As empresas centenárias se utilizam da estruturação societária que nada mais é que um modelo corporativo legítimo e lícito, de planejamento fiscal, societário e patrimonial, para que permaneçam operantes de geração em geração, afastando da sua operação possíveis conflitos sucessórios.

É exatamente na troca do comando empresarial onde as empresas muitas vezes têm problemas, já que a mudança de visão estratégica muitas vezes traz desnecessários riscos jurídicos, os quais são previamente trabalhados e lapidados na estruturação societária.

E esse modelo jurídico-empresarial não beneficia apenas as questões operacionais, mas também do ponto de vista financeiro, já que permite que a empresa arque com o mínimo possível de obrigações, sem que se distancie de procedimentos da segurança jurídica e da legalidade. Até porque é justo que as empresas paguem apenas com o que seja correto e devido, expurgando os indesejados excessos muitas vezes verificados nos âmbitos fiscal, trabalhista, civil e previdenciário.

Apesar de haver distinção entre o patrimônio dos sócios e das empresas no ordenamento jurídico brasileiro, não raramente o Poder Judiciário tem se utilizado do instituto da desconsideração da personalidade jurídica, principalmente nas lides trabalhistas, tributárias e consumeristas, no intuito de responsabilizar o patrimônio dos sócios, devendo, portanto, cada vez mais o empresário deve estar atento às possibilidades legais de proteção patrimonial, que também é trabalhada na estruturação societária.

Obviamente todo este arcabouço jurídico da proteção empresarial há de ser construído respeitando a realidade e individualidade de cada empresa, por meio de um aprofundado estudo das suas peculiaridades, devendo haver a participação ativa do empresário interessado na tomada de decisões, bem como participação de outros profissionais da empresa, como contadores, profissionais de marketing e administradores.

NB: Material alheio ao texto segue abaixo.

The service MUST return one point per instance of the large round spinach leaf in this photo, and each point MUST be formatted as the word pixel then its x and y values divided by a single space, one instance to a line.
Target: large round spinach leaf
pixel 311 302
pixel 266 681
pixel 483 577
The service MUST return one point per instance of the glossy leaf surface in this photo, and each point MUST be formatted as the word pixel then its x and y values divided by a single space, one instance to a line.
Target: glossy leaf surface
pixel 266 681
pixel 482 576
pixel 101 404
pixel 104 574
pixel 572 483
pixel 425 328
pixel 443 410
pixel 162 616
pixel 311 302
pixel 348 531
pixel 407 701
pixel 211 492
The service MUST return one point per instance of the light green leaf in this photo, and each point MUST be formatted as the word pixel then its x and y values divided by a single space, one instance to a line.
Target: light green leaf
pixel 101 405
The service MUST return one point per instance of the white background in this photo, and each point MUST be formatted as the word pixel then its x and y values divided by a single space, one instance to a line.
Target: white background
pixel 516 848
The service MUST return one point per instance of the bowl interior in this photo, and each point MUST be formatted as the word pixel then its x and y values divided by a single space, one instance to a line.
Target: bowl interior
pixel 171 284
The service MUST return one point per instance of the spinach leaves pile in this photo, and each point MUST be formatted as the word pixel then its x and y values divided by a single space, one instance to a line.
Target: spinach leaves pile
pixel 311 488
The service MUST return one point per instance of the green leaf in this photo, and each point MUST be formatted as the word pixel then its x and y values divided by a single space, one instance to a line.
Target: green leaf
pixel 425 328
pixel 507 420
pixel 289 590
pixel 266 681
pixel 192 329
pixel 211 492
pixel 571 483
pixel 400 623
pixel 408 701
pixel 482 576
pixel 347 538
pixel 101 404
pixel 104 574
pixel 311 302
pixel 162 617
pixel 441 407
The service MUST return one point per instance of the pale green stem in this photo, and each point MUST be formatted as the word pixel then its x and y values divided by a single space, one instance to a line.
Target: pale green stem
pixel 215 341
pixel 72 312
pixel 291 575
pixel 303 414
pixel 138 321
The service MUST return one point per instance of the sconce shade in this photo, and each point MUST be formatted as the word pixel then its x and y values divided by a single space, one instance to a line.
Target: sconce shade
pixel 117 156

A  estruturação societária aprofunda a análises nestes específicos institutos de Direito, para que possam ser abarcadas as benesses legais existentes de forma limpa, honesta, e transparente, que em nada tem a ver ou se correlaciona com os mirabolantes planos fraudatórios, ilegais, criminosos e imorais, cujo objetivo é preterir eventuais credores e/ou o Fisco.

Dentre os benefícios desta empreitada está o planejamento sucessório – já que por falta deste muitas empresas se perderam no passar das gerações, exatamente por conta dos conflitos familiares; a proteção contra terceiros e também  em decorrência dos naufrágios sentimentais; aproveitamento de incentivos tributários; até um certo ponto, a proteção do patrimônio pessoal do sócio; a facilitação da gestão empresarial, devendo isso ser um ponto de muita atenção do empresariado brasileiro.